The Aromatics and Acetyls business is managed along three main products lines: PTA, PX, and Acetic Acid. PTA is a raw material for the manufacture of polyesters used in textiles, plastic bottles, fibres and films. PX is feedstock for the production of PTA. Acetic acid is a versatile chemical used in a variety of products such as paints, adhesives, and solvents. It is also used in the production of PTA. In addition to these three main products, we are involved in a number of other petrochemicals products namely napthalene dicarboxylate (NDC) which is used for photographic film and specialized packaging and ethyl acetate and vinyl acetate monomer (VAM) which are used in coatings and textile application.
Our Aromatics and Acetyls strategy is to invest to maintain our advantaged manufacturing positions globally, with an emphasis on Asia growth, particularly in China. We also work to advance our technology leadership position to yield both operating and capital cost advantages.
The following table shows BP production capacity at December 31, 2005. This production capacity is based on original design capacity of the plants plus expansions.
Further to the establishment of the BP YPC Acetyls Company and the plans for a second PTA plant at the BP Zhubai Chemical Company Limited site in Guandong Province, China, described previously, the following portfolio activity took place in the Aromatics and Acetyls business during the year:
Supply and Trading
The Group has a long established supply and trading activity responsible for delivering value across the overall crude and oil products supply chain. This activity identifies the best markets and prices for our crude oil, sources optimal feedstock to our refining assets and sources marketing activities with flexible and competitive supply. Additionally, the function creates incremental trading gains through holding commodity derivative contracts and trading inventory. To achieve these objectives in a liquid and volatile international market the Group enters into a range of commodity derivative contracts including exchange traded futures and options, over-the-counter options, swaps and forward contracts as well as physical term and spot contracts.

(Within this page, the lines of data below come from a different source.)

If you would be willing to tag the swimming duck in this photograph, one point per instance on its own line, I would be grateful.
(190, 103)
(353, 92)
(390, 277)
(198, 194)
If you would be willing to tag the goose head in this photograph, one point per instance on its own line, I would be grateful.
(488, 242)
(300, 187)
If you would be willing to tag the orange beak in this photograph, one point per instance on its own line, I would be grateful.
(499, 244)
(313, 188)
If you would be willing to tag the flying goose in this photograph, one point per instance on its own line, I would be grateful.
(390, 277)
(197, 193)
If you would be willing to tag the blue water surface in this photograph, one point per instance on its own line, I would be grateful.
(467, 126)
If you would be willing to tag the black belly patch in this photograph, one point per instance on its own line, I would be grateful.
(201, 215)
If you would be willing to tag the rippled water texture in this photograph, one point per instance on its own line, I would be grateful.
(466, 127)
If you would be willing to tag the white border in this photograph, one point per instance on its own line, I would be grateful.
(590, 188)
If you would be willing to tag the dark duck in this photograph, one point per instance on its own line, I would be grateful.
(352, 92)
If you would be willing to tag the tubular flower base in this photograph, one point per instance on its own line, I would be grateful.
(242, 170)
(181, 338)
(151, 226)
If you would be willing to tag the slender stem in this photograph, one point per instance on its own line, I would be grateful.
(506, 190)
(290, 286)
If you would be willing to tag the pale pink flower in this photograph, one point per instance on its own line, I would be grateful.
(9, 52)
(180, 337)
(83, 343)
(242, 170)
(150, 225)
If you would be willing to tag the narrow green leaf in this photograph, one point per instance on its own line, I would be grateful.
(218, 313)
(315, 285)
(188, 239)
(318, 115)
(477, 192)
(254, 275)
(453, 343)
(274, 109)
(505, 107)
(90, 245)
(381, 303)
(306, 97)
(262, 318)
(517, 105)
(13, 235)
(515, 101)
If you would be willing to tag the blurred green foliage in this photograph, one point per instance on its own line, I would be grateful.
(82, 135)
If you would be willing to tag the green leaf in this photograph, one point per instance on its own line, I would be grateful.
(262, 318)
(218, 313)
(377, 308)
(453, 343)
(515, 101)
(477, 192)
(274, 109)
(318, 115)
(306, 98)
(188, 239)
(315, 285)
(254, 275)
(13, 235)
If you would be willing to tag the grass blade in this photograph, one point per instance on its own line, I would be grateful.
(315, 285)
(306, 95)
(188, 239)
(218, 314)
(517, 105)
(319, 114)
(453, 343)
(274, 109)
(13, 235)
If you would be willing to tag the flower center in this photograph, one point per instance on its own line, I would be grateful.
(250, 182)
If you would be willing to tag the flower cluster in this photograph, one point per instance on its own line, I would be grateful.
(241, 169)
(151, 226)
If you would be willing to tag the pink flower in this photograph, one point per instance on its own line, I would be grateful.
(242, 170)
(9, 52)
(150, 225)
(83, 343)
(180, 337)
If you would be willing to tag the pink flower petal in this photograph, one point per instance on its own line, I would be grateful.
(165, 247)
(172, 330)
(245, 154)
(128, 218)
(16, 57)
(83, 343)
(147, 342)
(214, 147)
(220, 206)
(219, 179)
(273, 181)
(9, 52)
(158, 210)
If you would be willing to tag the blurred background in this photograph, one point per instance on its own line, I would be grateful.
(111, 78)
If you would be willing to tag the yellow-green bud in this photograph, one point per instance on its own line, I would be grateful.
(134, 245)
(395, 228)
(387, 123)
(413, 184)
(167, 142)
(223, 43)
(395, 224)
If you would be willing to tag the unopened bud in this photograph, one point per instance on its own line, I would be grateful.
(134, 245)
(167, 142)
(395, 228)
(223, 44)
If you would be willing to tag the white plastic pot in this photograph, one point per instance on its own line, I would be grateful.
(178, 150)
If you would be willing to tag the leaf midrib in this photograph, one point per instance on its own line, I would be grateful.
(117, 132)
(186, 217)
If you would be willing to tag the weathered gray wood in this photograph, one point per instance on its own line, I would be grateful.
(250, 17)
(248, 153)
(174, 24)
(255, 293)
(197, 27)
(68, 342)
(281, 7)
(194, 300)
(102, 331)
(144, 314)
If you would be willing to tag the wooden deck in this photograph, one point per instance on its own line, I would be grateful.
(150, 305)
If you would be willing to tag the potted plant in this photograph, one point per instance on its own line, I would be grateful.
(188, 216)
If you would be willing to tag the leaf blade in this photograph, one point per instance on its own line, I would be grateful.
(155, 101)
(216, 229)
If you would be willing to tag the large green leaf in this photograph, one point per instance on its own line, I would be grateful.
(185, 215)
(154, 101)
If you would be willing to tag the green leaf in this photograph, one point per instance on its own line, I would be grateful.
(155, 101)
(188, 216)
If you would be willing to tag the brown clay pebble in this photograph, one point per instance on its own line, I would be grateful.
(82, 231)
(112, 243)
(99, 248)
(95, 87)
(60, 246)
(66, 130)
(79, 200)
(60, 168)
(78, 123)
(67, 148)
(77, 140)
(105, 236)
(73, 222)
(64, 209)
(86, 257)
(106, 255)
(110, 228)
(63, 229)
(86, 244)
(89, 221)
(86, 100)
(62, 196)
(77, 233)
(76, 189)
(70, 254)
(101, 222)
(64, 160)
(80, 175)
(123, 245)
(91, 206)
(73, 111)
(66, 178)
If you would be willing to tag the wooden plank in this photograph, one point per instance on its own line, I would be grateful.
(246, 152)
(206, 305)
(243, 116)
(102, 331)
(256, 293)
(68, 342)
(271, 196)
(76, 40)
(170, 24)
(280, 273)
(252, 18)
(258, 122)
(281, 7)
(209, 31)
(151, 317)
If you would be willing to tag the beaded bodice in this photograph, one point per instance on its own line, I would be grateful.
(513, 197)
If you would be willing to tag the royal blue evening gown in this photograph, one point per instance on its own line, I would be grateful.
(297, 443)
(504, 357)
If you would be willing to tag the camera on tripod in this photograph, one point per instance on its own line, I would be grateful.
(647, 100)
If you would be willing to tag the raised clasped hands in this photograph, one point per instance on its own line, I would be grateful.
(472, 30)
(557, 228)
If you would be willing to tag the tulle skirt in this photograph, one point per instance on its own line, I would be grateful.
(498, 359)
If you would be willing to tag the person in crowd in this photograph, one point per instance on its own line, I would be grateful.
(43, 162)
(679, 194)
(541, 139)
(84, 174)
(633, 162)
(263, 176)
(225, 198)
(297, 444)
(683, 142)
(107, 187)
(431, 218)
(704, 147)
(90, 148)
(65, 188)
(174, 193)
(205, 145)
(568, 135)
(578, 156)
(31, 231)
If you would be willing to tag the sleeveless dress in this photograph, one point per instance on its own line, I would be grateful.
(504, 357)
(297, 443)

Exchange traded contracts are traded on liquid regulated markets which transact in key crude grades, such as Brent and West Texas Intermediate and the main product grades such as gasoline and gasoil. These exchanges exist in each of the key markets in the US, Western Europe and Far East. Over-the-counter contracts include a variety of options and most importantly swaps. These swaps price in relation to a wider set of grades than those traded through the exchanges where counterparties contract for differences between, for example, fixed and floating prices. The contracts we use are described in more detail below. Additionally, physical crude can be traded forward by using specific over-the-counter contracts pricing in reference to Brent and West Texas Intermediate grade. Over-the-counter crude forward sales contracts are used by BP to both buy and sell the underlying physical commodity as well as a risk management and trading instrument.
Risk management is undertaken when the Group is exposed to market risk primarily due to the timing of sales and purchases, which may occur for both commercial and operational reasons. For example, if the Group has delayed a purchase and has a lower than normal inventory level, the associated price exposure may be limited by taking an offsetting position in the most suitable commodity derivative contract described above. Where trading is undertaken, the Group actively combines a range of derivative contracts and physical positions to create incremental trading gains by arbitraging prices, typically between locations and time periods. This range of contract types includes futures, swaps, options and forward sale and purchase contracts, these contracts are described further below. The nature and purpose of this activity is broadly unchanged, though the volume of activity has grown slightly over the period 2003 to 2005.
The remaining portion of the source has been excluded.